Closed
Bug 1235269
Opened 9 years ago
Closed 8 years ago
Changes made during a Sync may be ignored causing items to be missing or deleted items to be resurrected
Categories
(Firefox :: Sync, defect, P1)
Firefox
Sync
Tracking
()
RESOLVED
DUPLICATE
of bug 1258127
People
(Reporter: rnewman, Unassigned)
References
(Blocks 1 open bug)
Details
(Keywords: dataloss, Whiteboard: [data-integrity])
Attachments
(1 file)
(deleted),
image/png
|
Details |
In August I created two bookmarks, numbers 49 and 50 in my 'Recipes' folder.

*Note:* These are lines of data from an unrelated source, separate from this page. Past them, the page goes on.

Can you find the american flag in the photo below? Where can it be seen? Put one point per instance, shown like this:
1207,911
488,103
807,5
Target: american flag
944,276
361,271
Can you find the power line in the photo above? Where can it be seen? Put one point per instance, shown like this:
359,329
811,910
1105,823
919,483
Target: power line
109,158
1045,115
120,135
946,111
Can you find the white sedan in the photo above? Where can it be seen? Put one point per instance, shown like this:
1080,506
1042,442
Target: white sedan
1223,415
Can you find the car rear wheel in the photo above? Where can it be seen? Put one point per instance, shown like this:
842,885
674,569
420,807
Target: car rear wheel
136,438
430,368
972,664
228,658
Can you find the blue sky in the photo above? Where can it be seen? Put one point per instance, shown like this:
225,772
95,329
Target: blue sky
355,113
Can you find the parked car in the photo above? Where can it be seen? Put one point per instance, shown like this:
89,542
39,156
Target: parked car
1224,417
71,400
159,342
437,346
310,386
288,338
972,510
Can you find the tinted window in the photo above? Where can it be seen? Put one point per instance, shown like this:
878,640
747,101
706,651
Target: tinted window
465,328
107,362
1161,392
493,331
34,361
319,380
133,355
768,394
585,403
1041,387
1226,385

These bookmarks were created on desktop, seven seconds apart, clearing open tabs:
Mon Aug 10 12:52:02 PDT 2015
Mon Aug 10 12:52:09 PDT 2015
Firefox for iOS's consistency checker just told me those weren't present in my iOS server bookmarks buffer.
And sure enough, they're not on the server.
Desktop places.sqlite:
---
$ sqlite3 places.sqlite "select * from moz_bookmarks where guid in ('FtN9dOhARjHD', 'r1jDGaKZ_003');"

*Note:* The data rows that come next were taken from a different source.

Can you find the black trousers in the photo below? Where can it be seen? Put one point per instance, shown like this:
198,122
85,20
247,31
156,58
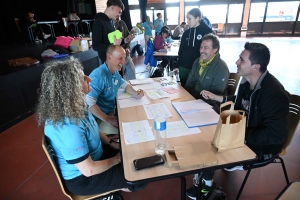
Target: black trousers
111,179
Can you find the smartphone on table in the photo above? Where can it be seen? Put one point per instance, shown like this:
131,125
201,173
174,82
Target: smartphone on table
146,162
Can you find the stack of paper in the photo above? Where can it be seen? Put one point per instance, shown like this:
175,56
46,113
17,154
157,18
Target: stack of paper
196,113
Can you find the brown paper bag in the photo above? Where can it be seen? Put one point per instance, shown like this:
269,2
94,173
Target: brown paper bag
230,132
81,45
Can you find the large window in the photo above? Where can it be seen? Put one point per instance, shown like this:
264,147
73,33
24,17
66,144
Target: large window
135,16
257,12
150,14
235,13
282,11
215,13
162,12
172,15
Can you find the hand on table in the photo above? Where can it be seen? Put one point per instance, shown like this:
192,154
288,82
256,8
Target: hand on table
113,121
140,93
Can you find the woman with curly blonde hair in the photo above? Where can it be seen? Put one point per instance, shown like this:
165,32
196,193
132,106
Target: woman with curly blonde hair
81,151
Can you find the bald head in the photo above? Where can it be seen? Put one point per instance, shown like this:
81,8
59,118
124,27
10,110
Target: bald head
115,58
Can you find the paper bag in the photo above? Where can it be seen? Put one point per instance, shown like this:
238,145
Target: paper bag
80,44
230,131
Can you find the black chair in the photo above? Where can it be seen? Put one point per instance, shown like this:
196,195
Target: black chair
49,153
293,120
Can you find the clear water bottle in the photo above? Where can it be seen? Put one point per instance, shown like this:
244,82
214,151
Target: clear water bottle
160,132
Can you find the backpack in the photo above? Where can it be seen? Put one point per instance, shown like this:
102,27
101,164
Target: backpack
216,194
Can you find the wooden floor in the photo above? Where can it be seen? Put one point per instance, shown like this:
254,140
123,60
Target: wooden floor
25,172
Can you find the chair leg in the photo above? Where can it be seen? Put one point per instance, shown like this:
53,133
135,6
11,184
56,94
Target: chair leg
284,170
243,184
183,187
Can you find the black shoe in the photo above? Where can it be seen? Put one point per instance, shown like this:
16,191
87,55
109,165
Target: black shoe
192,192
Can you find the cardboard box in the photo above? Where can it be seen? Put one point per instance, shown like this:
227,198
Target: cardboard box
194,155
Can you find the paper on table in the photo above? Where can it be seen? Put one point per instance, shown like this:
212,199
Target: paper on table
124,95
179,128
137,132
147,86
171,90
157,94
191,106
141,81
131,102
156,110
201,118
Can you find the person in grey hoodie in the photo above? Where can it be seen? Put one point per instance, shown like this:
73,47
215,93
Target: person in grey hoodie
190,43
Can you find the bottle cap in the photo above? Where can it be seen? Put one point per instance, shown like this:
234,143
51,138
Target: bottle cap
160,124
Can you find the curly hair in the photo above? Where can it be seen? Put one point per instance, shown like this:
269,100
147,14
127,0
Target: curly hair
61,95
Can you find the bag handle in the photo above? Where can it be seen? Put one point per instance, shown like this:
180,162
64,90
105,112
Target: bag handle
226,104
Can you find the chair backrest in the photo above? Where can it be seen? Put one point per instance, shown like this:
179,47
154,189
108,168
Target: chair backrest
233,82
293,119
17,21
49,153
65,21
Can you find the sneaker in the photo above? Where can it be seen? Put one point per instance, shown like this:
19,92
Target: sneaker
192,192
46,36
234,168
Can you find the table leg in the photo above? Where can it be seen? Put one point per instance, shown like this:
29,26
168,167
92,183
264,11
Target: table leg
200,175
183,187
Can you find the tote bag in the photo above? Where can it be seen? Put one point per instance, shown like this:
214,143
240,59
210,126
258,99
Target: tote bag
230,131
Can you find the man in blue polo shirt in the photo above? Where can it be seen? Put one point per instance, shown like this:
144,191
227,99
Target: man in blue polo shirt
105,84
158,23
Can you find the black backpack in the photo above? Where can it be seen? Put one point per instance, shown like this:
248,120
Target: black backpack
216,194
139,49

id type fk parent position title keyword_id folder_type dateAdded lastModified guid
---------- ---------- ---------- ---------- ---------- --------------------------------------------- ---------- ----------- ---------------- ---------------- ------------
6545 1 365326 4760 49 Red Braised Pork Belly – China Sichuan Food 1439236322479000 1439236325532000 FtN9dOhARjHD
6546 1 365324 4760 50 Hong Shao Rou Recipe—(Red Braised Pork Bell 1439236329874000 1439236332351000 r1jDGaKZ_003
---
There's no mention of these two in $profiledir/weave/ -- not in failed, not in logs, nothing.
They're not on the server if I try to fetch them:
Sync.RecordManager TRACE Importing record: https://sync-221-us-west-2.sync.services.mozilla.com/1.5/23528203/storage/bookmarks/FtN9dOhARjHD?full=1
Sync.Resource DEBUG mesg: GET fail 404 https://sync-221-us-west-2.sync.services.mozilla.com/1.5/23528203/storage/bookmarks/FtN9dOhARjHD?full=1
Sync.Resource DEBUG GET fail 404 https://sync-221-us-west-2.sync.services.mozilla.com/1.5/23528203/storage/bookmarks/FtN9dOhARjHD?full=1
but their parent record on the server claims to have them as children!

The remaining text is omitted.